Title:
Protein Quality Control by the Unfolded Protein Response

 

Kazutoshi Mori,
Department of Biophysics, Graduate School of Science, Kyoto University, Kyoto, Japan

 

Abstract:
Proteins are linear polypeptides when synthesized according to the “central dogma” and must be folded to fulfill their functions as assigned by genetic code. Secretory and transmembrane proteins are folded in the endoplasmic reticulum (ER), which contains molecular chaperones and folding enzymes (ER chaperones) abundantly, and only correctly folded molecules are allowed to move along the secretory pathway. In 1988, Mary-Jane Gething and Joe Sambrook showed that accumulation of unfolded or misfolded proteins in the ER (ER stress) triggered transcriptional induction of ER chaperones, resulting in augmentation of folding capacity in the ER, and designated this homeostatic response the Unfolded Protein Response (UPR).
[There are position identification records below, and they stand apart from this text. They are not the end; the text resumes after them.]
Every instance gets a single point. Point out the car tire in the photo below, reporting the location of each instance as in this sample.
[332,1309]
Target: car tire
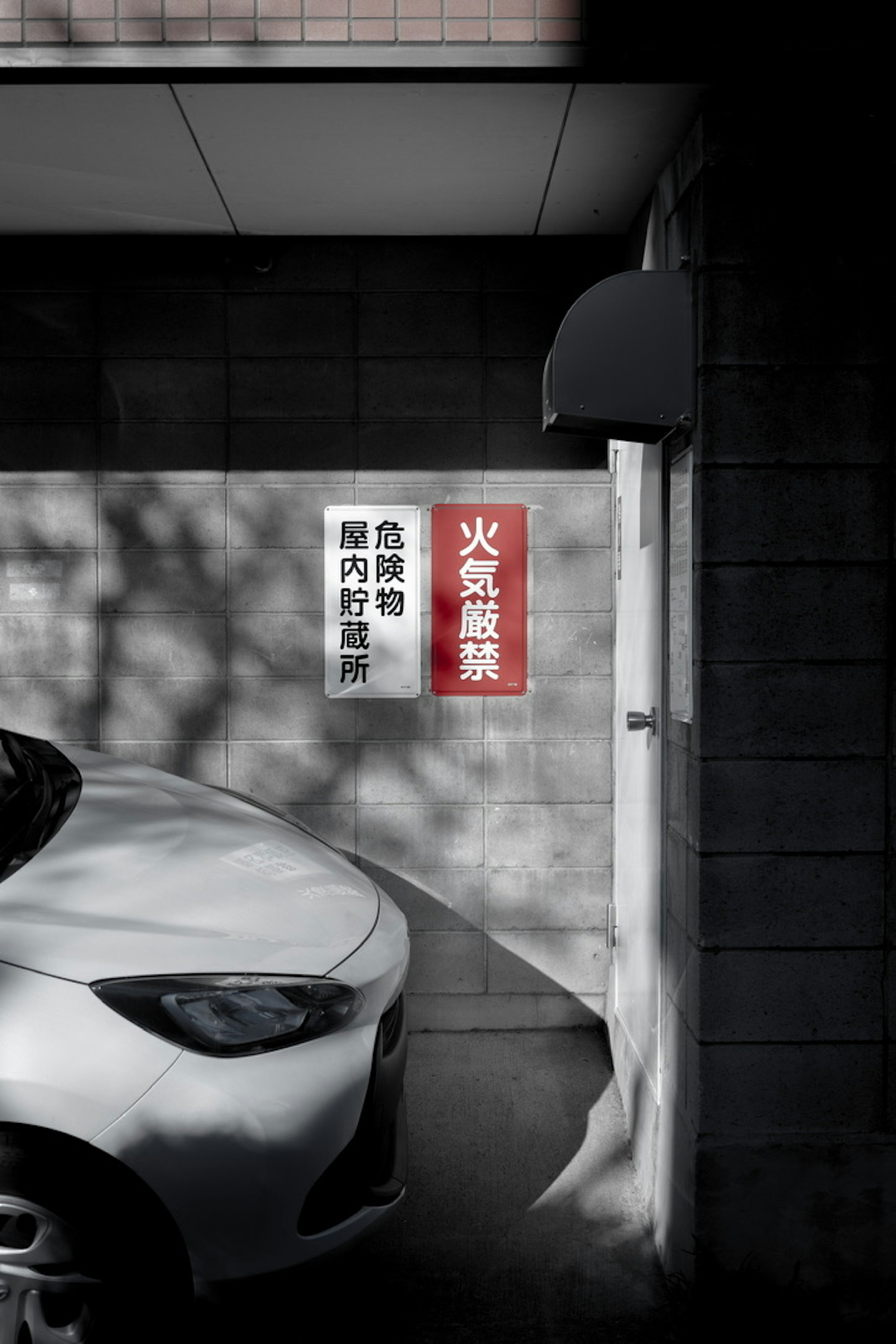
[88,1256]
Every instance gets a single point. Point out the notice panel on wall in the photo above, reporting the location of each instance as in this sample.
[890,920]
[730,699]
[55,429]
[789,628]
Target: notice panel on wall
[680,589]
[371,601]
[479,600]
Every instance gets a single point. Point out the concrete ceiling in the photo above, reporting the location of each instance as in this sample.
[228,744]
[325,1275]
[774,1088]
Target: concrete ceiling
[335,158]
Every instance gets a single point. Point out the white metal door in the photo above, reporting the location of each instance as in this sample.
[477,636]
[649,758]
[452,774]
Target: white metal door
[637,750]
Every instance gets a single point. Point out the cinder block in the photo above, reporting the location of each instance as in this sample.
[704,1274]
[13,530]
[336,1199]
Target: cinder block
[792,997]
[571,581]
[401,836]
[48,581]
[503,1013]
[782,316]
[264,709]
[780,1089]
[48,326]
[549,898]
[163,581]
[292,389]
[163,646]
[514,389]
[420,772]
[48,646]
[791,414]
[823,515]
[421,389]
[519,451]
[418,264]
[50,518]
[426,451]
[523,323]
[311,264]
[752,613]
[448,963]
[162,454]
[163,517]
[792,710]
[49,455]
[547,963]
[276,646]
[52,707]
[426,717]
[295,772]
[564,834]
[792,901]
[164,709]
[434,898]
[284,452]
[291,325]
[434,323]
[277,581]
[281,515]
[559,517]
[791,806]
[549,772]
[557,707]
[167,323]
[163,389]
[206,763]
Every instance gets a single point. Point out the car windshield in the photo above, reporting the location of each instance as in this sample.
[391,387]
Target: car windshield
[38,790]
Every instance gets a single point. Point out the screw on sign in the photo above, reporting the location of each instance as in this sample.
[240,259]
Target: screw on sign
[479,600]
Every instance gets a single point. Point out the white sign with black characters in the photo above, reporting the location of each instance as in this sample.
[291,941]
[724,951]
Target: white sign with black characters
[371,601]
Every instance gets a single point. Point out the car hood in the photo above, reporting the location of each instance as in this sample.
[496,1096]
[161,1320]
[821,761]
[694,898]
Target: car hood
[156,875]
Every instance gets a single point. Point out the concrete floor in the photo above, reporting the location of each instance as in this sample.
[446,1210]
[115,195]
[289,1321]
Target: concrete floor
[522,1221]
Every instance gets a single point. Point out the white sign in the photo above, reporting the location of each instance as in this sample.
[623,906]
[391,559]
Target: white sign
[680,600]
[373,601]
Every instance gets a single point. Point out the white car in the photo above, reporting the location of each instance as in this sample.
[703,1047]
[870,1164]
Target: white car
[202,1045]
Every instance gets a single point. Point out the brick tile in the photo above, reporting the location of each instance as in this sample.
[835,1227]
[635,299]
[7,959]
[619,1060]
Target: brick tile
[295,772]
[48,581]
[160,452]
[532,836]
[291,325]
[268,709]
[557,707]
[163,581]
[410,836]
[54,518]
[277,581]
[549,772]
[277,646]
[166,709]
[163,646]
[162,517]
[416,389]
[420,325]
[163,389]
[420,772]
[39,646]
[292,389]
[52,707]
[281,515]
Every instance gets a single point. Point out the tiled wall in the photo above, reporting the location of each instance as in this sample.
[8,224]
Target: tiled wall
[33,22]
[174,419]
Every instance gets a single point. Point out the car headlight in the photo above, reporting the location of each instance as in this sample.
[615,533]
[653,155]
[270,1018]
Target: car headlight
[233,1015]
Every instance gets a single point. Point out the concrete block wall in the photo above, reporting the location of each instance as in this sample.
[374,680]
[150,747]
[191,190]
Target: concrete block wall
[174,420]
[780,830]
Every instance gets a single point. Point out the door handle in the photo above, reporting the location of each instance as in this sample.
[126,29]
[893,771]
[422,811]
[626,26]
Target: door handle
[636,720]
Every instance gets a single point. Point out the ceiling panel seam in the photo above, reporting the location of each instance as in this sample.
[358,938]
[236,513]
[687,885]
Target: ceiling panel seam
[557,151]
[199,151]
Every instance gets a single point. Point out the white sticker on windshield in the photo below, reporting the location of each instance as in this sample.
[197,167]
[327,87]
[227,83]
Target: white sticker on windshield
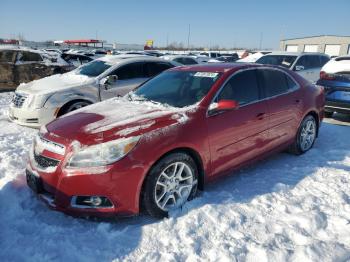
[206,74]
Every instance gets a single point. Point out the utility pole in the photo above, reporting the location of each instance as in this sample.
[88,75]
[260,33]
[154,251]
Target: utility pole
[188,37]
[167,40]
[260,43]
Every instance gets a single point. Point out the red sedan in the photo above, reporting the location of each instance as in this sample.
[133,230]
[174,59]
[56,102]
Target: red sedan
[153,149]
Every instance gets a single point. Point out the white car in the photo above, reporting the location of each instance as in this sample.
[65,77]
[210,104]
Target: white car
[181,59]
[41,101]
[308,65]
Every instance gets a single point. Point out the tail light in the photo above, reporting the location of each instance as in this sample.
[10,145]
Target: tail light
[325,76]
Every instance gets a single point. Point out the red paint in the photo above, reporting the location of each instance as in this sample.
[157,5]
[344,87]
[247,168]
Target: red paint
[223,142]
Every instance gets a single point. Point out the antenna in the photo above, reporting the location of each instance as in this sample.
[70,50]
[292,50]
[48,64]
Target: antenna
[188,37]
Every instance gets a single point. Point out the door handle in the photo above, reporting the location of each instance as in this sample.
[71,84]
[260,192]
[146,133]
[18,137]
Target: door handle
[260,116]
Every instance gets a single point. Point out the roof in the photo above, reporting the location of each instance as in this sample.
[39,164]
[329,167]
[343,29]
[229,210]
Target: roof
[82,41]
[314,37]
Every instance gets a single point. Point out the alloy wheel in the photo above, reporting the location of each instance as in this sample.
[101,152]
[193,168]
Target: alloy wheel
[308,134]
[174,186]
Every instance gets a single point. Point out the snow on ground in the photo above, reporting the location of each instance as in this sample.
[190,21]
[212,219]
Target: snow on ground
[286,208]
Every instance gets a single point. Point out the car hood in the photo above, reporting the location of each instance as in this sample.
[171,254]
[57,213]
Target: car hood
[55,83]
[116,118]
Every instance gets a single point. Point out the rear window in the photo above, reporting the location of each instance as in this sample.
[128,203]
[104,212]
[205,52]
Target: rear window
[281,60]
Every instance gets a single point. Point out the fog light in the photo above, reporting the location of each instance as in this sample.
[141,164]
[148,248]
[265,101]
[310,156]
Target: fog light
[91,202]
[94,200]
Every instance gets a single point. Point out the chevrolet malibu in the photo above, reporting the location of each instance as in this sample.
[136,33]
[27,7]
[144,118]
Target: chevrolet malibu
[154,148]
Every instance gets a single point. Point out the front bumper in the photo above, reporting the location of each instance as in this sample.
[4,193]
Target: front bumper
[121,187]
[31,117]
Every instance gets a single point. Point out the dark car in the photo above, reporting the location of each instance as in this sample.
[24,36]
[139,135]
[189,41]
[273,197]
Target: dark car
[335,78]
[24,65]
[155,147]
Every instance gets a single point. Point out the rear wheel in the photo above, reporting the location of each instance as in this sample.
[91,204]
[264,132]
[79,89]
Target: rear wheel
[306,136]
[170,183]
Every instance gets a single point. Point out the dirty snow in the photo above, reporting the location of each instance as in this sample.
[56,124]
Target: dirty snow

I became a post-doc in their labs in 1989 and started to analyze the mechanism of the UPR. Peter Walter and I revealed that yeast UPR consists of the IRE1-HAC1 pathway¹⁾. Randy Kaufman and David Ron identified IRE1α and IRE1β, respectively, as mammalian homologs of yeast IRE1. I and David Ron showed that XBP1 is a transcription factor downstream of mammalian IRE1. David Ron and I identified PERK and ATF6, respectively, as the second and third mammalian ER stress sensors. Interestingly, transcriptional induction of ER chaperones in response to ER stress is mediated by the IRE1 pathway in invertebrates but by the ATF6 pathway in vertebrates²⁾. I am now make an effort toward comprehensive understanding of the UPR using medaka fish, a vertebrate model, that is to understand what is physiological ER stress and why we need so many ER stress sensors³⁾.

 

References:
1) Mori, K. (2015). The unfolded protein response: the dawn of a new field. Proc. Jpn Acad. Ser. B 91, 469-480.
2) Mori, K. (2009). Signalling pathways in the unfolded protein response: development from yeast to mammals. J. Biochem. 146, 743-750.
3) Ishikawa, T. et al. (2013). ATF6alpha/beta-mediated adjustment of ER chaperone levels is essential for development of the notochord in medaka fish. Mol. Biol. Cell 24, 1387-1395.